Om die reden zal de vordering gehandhaafd blijven en verzoeken wij u nogmaals ons (binnen vijf dagen na heden) een deugdelijk afbetalingsvoorstel te doen toekomen.

Blijft u hiermee in gebreke dan zal de executie van het dwangbevel doorgang vinden.”
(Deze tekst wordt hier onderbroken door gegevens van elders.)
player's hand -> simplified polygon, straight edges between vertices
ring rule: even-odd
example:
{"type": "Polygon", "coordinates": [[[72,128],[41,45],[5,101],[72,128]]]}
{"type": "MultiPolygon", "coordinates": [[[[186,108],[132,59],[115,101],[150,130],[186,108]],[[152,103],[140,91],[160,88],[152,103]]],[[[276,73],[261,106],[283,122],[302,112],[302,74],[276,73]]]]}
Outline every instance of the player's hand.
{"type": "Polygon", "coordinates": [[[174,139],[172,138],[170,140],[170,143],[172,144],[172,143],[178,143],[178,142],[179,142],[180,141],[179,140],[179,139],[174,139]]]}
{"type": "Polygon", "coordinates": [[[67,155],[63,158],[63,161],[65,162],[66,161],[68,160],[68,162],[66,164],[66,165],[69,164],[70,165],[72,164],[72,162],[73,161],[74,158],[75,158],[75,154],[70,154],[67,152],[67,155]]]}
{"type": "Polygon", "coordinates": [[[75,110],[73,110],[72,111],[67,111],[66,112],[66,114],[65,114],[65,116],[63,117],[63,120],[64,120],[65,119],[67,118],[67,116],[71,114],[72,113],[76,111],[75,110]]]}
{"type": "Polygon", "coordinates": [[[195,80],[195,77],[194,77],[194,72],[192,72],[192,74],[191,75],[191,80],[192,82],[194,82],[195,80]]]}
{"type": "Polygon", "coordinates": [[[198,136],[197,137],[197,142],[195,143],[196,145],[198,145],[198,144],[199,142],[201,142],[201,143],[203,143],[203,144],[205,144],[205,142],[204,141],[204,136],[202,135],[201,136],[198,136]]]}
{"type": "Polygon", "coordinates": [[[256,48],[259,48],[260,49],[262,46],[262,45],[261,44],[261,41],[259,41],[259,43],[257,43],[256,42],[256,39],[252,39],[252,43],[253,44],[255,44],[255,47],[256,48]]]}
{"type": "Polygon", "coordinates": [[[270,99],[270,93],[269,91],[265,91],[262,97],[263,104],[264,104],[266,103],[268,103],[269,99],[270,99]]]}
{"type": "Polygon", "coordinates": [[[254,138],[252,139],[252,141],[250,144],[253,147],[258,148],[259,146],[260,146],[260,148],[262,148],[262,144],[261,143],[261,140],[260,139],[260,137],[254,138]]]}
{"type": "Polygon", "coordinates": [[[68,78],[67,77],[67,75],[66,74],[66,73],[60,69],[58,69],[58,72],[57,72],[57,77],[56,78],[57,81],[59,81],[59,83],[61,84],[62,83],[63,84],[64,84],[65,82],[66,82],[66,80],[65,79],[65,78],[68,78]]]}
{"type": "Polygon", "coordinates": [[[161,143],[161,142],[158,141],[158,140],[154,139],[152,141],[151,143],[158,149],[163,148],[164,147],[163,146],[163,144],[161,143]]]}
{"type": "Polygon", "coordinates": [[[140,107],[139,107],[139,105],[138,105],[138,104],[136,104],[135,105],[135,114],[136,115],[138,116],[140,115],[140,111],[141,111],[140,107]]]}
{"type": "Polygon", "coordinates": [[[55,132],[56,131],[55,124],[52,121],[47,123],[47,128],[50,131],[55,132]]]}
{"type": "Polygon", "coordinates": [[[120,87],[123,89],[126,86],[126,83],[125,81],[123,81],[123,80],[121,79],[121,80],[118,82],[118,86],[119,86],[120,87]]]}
De voorzieningenrechter ziet zich gesteld voor de vraag of de e-mail van 27 januari 2021 een aanmaning is als bedoeld in artikel 4:112 van de Awb en of daarmee een stuitingshandeling, als bedoeld in artikel 4:106 van de Awb, heeft plaatsgevonden. Uit een oogpunt van rechtszekerheid dient voor de aangeschrevene uit een aanmaning onmiskenbaar te blijken dat ingeval niet wordt betaald na afloop van de daarin vermelde betalingstermijn dwanginvordering zal volgen. Een aanmaning dient altijd een betalingstermijn te bevatten. Het ontbreken van een betalingstermijn maakt dat er geen sprake is van een aanmaning (vergelijk de uitspraak van de Afdeling Bestuursrechtspraak van de Raad van State van 6 februari 2019, ECLI:NL:RVS:2019:327). De voorzieningenrechter is, gelet op de eisen die in de jurisprudentie worden gesteld, van oordeel dat er twijfel bestaat of de e-mail van 27 januari 2021 voldoet aan de eisen die worden gesteld aan een aanmaning. De in dit verband te beantwoorden rechtsvragen lenen zich niet voor deze spoedprocedure. Het gaat om principiële vragen, die nader onderzoek en overdenking vragen. De voorzieningenrechter onthoudt zich daarom van een voorlopig rechtmatigheidsoordeel en volstaat aan de hand van een belangenafweging te bepalen of er aanleiding bestaat om, in afwachting van de bodemprocedure, een voorlopige voorziening te treffen.

Belangenafweging

7. Omdat niet kan worden uitgesloten dat de bevoegdheid tot invordering van de verbeurde dwangsom is verjaard en betaling van de dwangsom onomkeerbare gevolgen met zich mee kan brengen acht de voorzieningenrechter het belang bij schorsing van het invorderingsbesluit in dit geval zwaarder wegen dan het belang van verweerder bij invordering voorafgaand aan de uitspraak in de bodemprocedure. Weliswaar heeft verweerder op zichzelf terecht naar voren gebracht dat aan het belang bij invordering een zwaarwegend gewicht toekomt en slechts in bijzondere omstandigheden geheel of gedeeltelijk van invordering kan worden afgezien, maar dat betekent niet dat daarbij de uitkomst van de bodemprocedure niet kan worden afgewacht. De voorzieningenrechter ziet dan ook aanleiding om het verzoek toe te wijzen en het invorderingsbesluit te schorsen. De voorzieningenrechter wijst verzoeker er wel op dat hij er rekening mee moeten houden dat de uitkomst van de bodemprocedure zou kunnen zijn dat hij de in geding zijnde dwangsom alsnog zal moeten betalen.”